Primary school places: Tens of thousands of children miss out on their first-choice
Richard Garner has been Education Editor of The Independent for 12 years and writing about the subject for 34 years. Before becoming a journalist, he worked as a disc jockey in London pubs and clubs and for a hospital radio station. His main hobbies are cricket (watching these days) and theatre. On his days off, he is most likelt to be found at Lord’s or the King’s Head Theatre Club.
Wednesday 16 April 2014
Tens of thousands of parents are bracing themselves for disappointment as they find out whether their child has been granted a place in their first-choice primary school for this September.
A total of 600,000 parents throughout England will hear the results of their applications today on the first national offer day for primary schools. Previously, councils have decided when to report on offers.
Already some councils are reporting that the numbers unable to access their first choice school are growing. In Poole, Dorset, the percentage getting their first choices has dropped from 93 per cent last year to 84 per cent this year.
Nationally, as many as one in five parents in some parts of the country - notably in inner city areas like London - are likely to be disappointed.
The London Borough of Lambeth said that 21 per cent of all applicants - up from 18 per cent last year - had missed out this year. In Bristol, the figure, has risen from 14 per cent to 18 per cent and Brighton went up from 16 per cent to 17.5 per cent.

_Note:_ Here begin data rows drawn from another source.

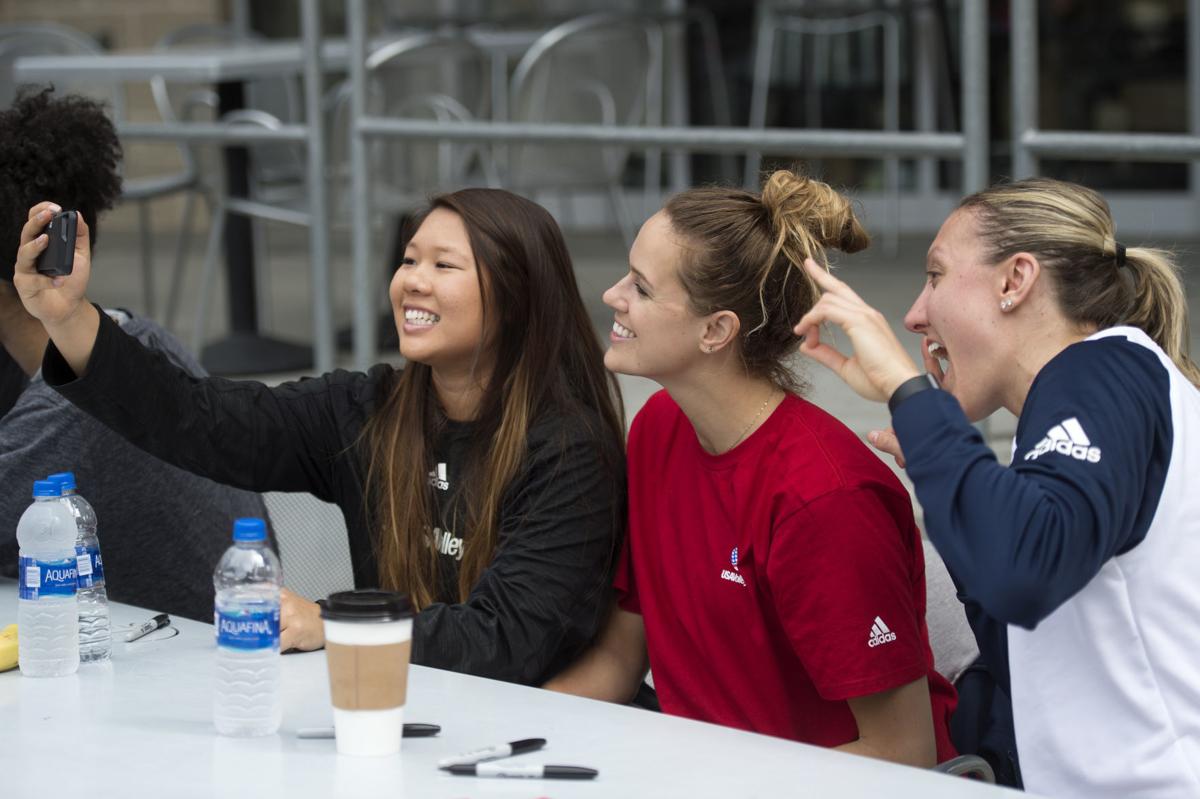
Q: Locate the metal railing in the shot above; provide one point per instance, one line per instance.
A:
(970, 145)
(1030, 143)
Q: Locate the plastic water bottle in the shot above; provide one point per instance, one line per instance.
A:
(95, 638)
(247, 624)
(47, 610)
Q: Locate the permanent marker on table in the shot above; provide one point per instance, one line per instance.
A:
(493, 752)
(147, 628)
(528, 772)
(412, 730)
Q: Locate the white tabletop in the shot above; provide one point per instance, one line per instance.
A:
(142, 726)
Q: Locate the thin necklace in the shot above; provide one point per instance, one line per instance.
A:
(756, 418)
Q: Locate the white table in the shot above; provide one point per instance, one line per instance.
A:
(142, 726)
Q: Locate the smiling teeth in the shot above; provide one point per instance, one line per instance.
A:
(623, 331)
(420, 317)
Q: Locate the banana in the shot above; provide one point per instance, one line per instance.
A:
(9, 648)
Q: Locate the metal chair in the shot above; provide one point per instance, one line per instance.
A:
(425, 76)
(601, 68)
(18, 41)
(313, 547)
(277, 170)
(799, 19)
(954, 649)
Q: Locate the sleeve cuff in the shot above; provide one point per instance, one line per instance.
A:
(59, 374)
(923, 416)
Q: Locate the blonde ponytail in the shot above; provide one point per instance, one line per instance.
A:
(1161, 305)
(1069, 228)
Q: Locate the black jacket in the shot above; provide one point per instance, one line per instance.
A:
(535, 607)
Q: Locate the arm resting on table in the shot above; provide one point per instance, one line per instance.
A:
(613, 667)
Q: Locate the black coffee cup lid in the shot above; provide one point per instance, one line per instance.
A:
(367, 605)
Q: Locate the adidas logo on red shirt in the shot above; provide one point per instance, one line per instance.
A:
(880, 634)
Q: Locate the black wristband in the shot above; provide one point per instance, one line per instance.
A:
(909, 388)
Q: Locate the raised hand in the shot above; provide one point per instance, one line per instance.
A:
(879, 364)
(52, 300)
(300, 625)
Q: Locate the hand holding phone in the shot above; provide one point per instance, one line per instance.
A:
(58, 258)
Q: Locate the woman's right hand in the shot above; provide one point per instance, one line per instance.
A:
(53, 300)
(879, 364)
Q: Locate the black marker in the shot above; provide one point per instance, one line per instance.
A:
(412, 730)
(147, 628)
(493, 752)
(528, 772)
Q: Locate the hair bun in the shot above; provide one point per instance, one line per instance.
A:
(810, 217)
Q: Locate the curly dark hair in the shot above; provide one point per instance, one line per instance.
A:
(61, 149)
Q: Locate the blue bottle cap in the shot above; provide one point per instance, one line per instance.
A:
(66, 479)
(249, 529)
(47, 488)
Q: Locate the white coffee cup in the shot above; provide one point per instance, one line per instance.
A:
(369, 636)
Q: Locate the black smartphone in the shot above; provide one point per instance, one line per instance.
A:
(59, 257)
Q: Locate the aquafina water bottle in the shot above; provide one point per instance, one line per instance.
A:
(95, 637)
(47, 611)
(247, 624)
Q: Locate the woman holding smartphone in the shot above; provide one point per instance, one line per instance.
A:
(485, 479)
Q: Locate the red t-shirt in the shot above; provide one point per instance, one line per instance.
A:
(778, 580)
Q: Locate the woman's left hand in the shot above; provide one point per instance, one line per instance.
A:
(880, 362)
(300, 625)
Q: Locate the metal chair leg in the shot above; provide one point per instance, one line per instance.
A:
(147, 259)
(208, 276)
(181, 246)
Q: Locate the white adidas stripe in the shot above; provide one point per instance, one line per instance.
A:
(1077, 432)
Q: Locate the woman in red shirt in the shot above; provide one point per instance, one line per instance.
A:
(773, 576)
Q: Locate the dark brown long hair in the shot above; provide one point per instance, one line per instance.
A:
(546, 356)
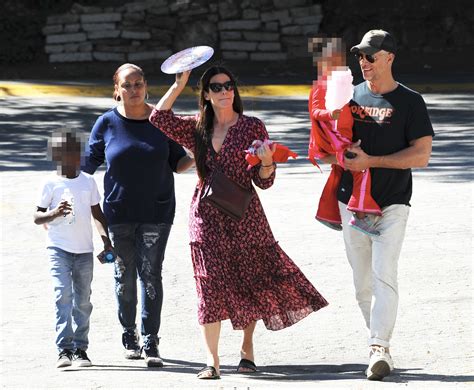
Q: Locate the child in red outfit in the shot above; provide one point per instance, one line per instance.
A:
(331, 133)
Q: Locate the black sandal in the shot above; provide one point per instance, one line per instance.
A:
(248, 365)
(204, 373)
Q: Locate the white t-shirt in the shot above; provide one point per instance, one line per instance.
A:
(75, 237)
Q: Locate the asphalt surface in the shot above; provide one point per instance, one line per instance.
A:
(433, 339)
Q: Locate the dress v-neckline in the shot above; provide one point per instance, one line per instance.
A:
(225, 138)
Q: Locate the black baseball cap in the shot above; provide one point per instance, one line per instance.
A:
(374, 41)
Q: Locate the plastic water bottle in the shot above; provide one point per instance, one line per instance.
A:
(69, 218)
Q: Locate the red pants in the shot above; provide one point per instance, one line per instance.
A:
(361, 199)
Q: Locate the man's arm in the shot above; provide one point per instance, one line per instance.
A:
(416, 155)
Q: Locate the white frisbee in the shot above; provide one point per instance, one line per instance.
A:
(187, 59)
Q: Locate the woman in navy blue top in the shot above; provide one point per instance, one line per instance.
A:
(139, 204)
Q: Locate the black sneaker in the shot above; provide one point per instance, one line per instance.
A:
(152, 355)
(64, 359)
(130, 343)
(81, 359)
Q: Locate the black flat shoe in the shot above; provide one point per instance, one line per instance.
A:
(246, 366)
(208, 372)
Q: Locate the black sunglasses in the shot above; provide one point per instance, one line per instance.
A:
(217, 87)
(368, 57)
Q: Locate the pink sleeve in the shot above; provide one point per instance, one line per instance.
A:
(318, 103)
(180, 129)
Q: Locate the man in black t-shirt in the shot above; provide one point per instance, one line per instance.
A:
(392, 134)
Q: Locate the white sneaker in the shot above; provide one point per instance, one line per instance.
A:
(380, 364)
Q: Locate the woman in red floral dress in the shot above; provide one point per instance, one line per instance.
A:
(241, 272)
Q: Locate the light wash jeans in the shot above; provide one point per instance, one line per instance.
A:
(374, 262)
(140, 250)
(72, 277)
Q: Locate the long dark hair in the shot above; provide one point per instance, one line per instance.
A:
(204, 127)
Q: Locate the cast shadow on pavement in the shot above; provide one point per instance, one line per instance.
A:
(299, 372)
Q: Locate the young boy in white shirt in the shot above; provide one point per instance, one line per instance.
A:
(68, 200)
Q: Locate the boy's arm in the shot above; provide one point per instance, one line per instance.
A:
(42, 215)
(101, 225)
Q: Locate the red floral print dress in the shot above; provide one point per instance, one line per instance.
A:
(241, 272)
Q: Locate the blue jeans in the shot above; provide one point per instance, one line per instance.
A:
(72, 277)
(140, 250)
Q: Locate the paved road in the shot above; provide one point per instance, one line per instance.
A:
(433, 340)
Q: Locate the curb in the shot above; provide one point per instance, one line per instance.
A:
(24, 89)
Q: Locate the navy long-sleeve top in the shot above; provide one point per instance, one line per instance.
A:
(138, 182)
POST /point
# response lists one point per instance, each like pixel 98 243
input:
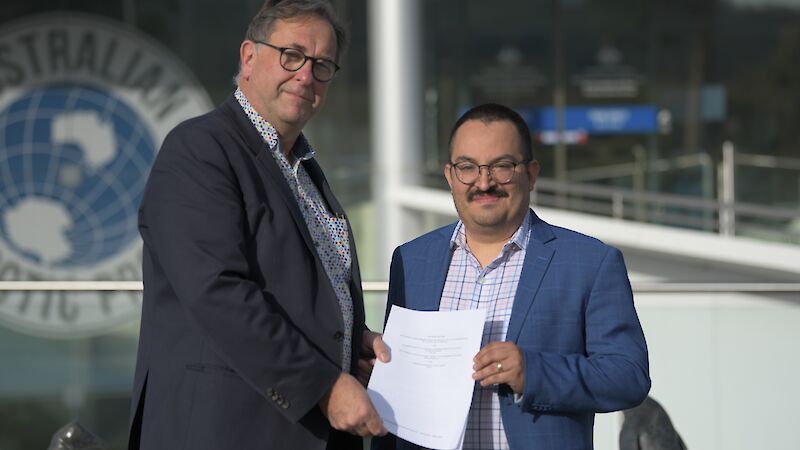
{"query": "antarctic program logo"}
pixel 84 105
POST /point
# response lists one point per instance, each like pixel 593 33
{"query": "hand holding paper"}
pixel 424 393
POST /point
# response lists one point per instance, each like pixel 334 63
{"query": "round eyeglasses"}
pixel 293 60
pixel 502 172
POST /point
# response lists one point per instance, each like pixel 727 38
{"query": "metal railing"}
pixel 717 209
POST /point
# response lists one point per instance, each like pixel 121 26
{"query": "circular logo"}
pixel 84 106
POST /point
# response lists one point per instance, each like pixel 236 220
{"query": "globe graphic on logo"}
pixel 73 163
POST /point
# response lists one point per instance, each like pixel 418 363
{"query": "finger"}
pixel 498 378
pixel 381 349
pixel 487 372
pixel 492 353
pixel 375 426
pixel 489 359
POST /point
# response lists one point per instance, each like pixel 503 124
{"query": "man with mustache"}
pixel 562 340
pixel 253 319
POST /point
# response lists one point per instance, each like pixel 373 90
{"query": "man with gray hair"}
pixel 252 332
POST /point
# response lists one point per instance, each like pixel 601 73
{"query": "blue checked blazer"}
pixel 574 320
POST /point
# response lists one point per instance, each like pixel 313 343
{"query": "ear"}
pixel 448 176
pixel 247 54
pixel 533 173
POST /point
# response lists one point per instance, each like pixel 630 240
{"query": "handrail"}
pixel 383 286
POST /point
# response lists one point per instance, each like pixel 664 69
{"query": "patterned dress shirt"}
pixel 328 232
pixel 468 286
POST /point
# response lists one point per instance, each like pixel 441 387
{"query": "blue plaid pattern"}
pixel 329 233
pixel 468 286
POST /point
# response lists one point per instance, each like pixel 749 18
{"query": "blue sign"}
pixel 595 120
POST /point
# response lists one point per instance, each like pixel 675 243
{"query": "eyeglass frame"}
pixel 454 170
pixel 314 60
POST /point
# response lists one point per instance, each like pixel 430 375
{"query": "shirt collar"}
pixel 520 237
pixel 302 149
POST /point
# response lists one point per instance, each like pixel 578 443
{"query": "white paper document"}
pixel 424 393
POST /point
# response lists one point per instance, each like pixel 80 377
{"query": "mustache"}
pixel 494 192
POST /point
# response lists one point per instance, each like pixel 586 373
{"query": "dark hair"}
pixel 262 23
pixel 492 112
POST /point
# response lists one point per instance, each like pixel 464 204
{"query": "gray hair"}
pixel 262 24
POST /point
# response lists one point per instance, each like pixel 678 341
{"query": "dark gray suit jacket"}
pixel 241 329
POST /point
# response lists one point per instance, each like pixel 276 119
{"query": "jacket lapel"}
pixel 275 177
pixel 537 261
pixel 318 177
pixel 434 271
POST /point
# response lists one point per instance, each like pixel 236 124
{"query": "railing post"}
pixel 639 175
pixel 727 197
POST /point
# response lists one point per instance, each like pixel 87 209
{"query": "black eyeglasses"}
pixel 502 172
pixel 293 60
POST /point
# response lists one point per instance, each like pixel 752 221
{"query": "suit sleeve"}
pixel 396 297
pixel 192 221
pixel 613 372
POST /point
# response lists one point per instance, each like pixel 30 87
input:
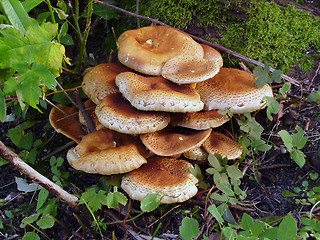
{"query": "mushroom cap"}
pixel 170 177
pixel 174 140
pixel 116 113
pixel 197 154
pixel 107 152
pixel 147 49
pixel 157 94
pixel 226 147
pixel 185 69
pixel 64 125
pixel 90 108
pixel 233 89
pixel 212 54
pixel 199 120
pixel 99 81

Elsewhere, the picture is mixed with East Sussex, Derbyshire and Leicestershire reporting an increase in disappointed parents while Darlington, Durham, Stoke-on-Trent, Hull, Rutland and Windsor and Maidenhead recording a rise in the numbers gaining places in their first choice option.
The stampede for school places is exacerbated by a bulge in the birth rate which means an extra 250,000 primary school places will be necessary by 2016. However, the Department for Education has allocated £5 billion to help local councils provide extra places. Local authority leaders have said they are confident they will be able to provide a place for every child.
Labour, though, has warned that parents' appeals against being refused a place are less likely to be successful because more schools are oversubscribed as a result of the increase in the birth rate. Some have already built extra classrooms to accommodate more pupils - sometimes at the expense of space previously earmarked for libraries or children's play.